Sex shops ask Fifth Circuit to strip Texas age limit on workers

(CN) - Sexually oriented businesses told a Fifth Circuit Court of Appeals panel Monday that a Texas law banning them from employing adults under age 21 violates their freedom of speech, arguing that a lower court erred in upholding the law as constitutional.

In his 2024 ruling, U.S. District Judge Robert Pitman of the Western District of Texas found that S.B. 315, a law passed in 2021 that aims to combat sex trafficking by raising the minimum age of employment at companies like strip clubs and adult bookstores, video stores and arcades, does not violate the First Amendment.

Pitman, a Barack Obama appointee, found that Texas had not shown that employees other than strip club dancers were vulnerable to trafficking, and thus "S.B. 315 plainly regulates more than necessary to stop sex trafficking, as it prohibits all employment of 18- to 20-year-olds at [sexually-oriented businesses]." However, Pitman held that non-dancer employees do not engage in First Amendment activities.

This finding was an error, J. Michael Murray, an attorney representing several sexually oriented businesses and a trade group for such companies that brought a challenge to the law, told the Fifth Circuit panel Monday. He argued that employees like bookstore clerks are necessary for the employer to disseminate its speech.

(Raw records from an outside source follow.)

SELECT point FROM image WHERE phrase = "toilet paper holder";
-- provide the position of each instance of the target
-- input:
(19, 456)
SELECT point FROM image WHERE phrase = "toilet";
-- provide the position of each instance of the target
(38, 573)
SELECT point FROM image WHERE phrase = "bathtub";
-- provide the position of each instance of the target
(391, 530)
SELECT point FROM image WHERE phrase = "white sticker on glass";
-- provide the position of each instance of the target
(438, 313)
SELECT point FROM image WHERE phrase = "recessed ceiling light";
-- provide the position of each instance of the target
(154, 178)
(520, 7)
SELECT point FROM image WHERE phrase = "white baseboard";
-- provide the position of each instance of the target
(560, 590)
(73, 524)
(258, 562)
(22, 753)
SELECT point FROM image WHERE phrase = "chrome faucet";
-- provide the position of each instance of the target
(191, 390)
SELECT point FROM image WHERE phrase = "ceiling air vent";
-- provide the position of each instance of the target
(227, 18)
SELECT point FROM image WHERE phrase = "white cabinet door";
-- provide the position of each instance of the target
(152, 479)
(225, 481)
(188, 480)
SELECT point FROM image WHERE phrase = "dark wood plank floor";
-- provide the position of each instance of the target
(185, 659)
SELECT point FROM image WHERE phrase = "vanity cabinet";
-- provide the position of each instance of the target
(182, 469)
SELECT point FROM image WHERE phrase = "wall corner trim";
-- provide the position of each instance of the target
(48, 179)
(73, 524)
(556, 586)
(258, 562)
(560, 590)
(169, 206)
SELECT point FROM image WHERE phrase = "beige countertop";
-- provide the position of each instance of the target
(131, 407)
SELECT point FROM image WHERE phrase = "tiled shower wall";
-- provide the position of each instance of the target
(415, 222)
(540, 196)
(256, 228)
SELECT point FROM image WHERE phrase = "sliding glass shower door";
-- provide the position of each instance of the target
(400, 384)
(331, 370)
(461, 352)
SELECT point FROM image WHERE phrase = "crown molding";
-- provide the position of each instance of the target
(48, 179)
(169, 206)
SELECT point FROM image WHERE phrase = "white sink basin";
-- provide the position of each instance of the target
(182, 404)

"The employees at adult bookstores, the managers, the clerks, personnel necessary to operate the business sell constitutionally protected videos and DVDs and magazines," Murray said. "They stock the shelves. They recommend material to the customer. They enable the customers to see the videos. That's all First Amendment-protected activity on the part of those employees."

U.S. Circuit Judge Catharina Haynes asked whether there is prior precedent that employees speaking for their employer is protected by the First Amendment. Murray pointed to cases where the Supreme Court ruled that store clerks could be prosecuted for selling obscene material.

"All speakers need other people to help them get their message across," Murray said. "Are we saying that, for example, a news broadcaster who simply on the six o'clock news reads what somebody else wrote, that he's not engaged in First Amendment activity?"

But Texas Assistant Solicitor General Benjamin Wallace Mendelson told the panel the law does not violate the First Amendment because it allows for other avenues for the same speech. Sexually oriented businesses can still operate while not employing people under 21, he argued, and 18- to 20-year-olds can still distribute sexual content as long as they don't do it as part of a sexually oriented business.

"Hundreds of pages of uncontested evidence show what is obvious: sexually oriented businesses run rampant with human trafficking, sexual abuse, commercial sex and other crimes," Mendelson said. "Raising the age of employment in those businesses to 21 is a modest attempt to solve those problems."

Senior U.S. Circuit Judge James Dennis and U.S. Circuit Judge Carl Stewart, both Bill Clinton appointees, joined Haynes, a George W. Bush appointee, on the panel.